Do Digger bees produce honey?
While diggers are associated with bees, they do not produce honey. In fact, bees are the only ones that produce honey the way we like it. Although excavators don’t produce anything we can harvest directly, they are efficient pollinators and we owe them a lot (like our food).
However, they secrete wax (or wax-like substances), which are used to build subterranean cells.
Is Digger bees Dangerous?
Not sure that Digger bees are aggressive, but of course there is the usual disclaimer that they will attack if provoked. They are more docile than other bees (their stings are smaller), but the risks are different.

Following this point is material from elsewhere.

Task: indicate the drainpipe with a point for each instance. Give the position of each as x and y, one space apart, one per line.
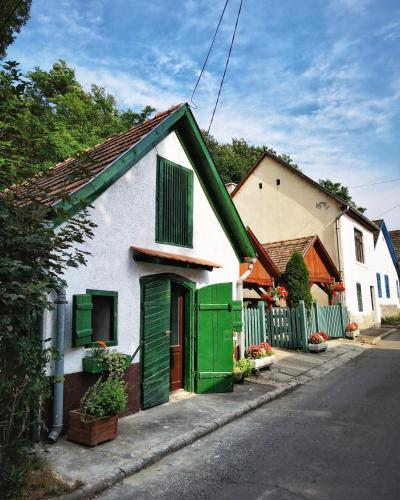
58 407
239 296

More aggressive ground-nesting insects such as yellow jackets are often mistaken for passive diggers. Be extra careful if you stumble in the house or on nearby hills. You may be dealing with wasps. While not inherently more aggressive, they are more easily provoked, and their sting is more unpleasant.
Are Digger bees threatened with extinction?
There’s no evidence that Digger bees are threatened, but that doesn’t mean they aren’t. Factors that put other bees on the vulnerable bee list (climate change, human interference, deforestation, etc.) still affect burrowers.
However, their greatest threat is humans. They look (and sometimes behave) like wasps, so Digger bees have an unfair reputation for being dangerous. When people don’t know they are docile and find them, they panic and order them removed.
While it’s understandable that not everyone likes bees around, Digger bees won’t bother us (or damage our property) if left to their own devices. Unfortunately, very little is known about it, and many Digger bees are killed due to our ignorance.
Digger bees are fascinating because they are very different from the bees we usually hear about. They nest underground in groups, and males have an advantage over other species. They are excellent pollinators, and their unconventional appearance makes them stand out.
Still, little information is available about mining bees as a whole. If you want to know more, you have to study individual species. These bees need more awareness so others can learn not to fear them or kill them unfairly.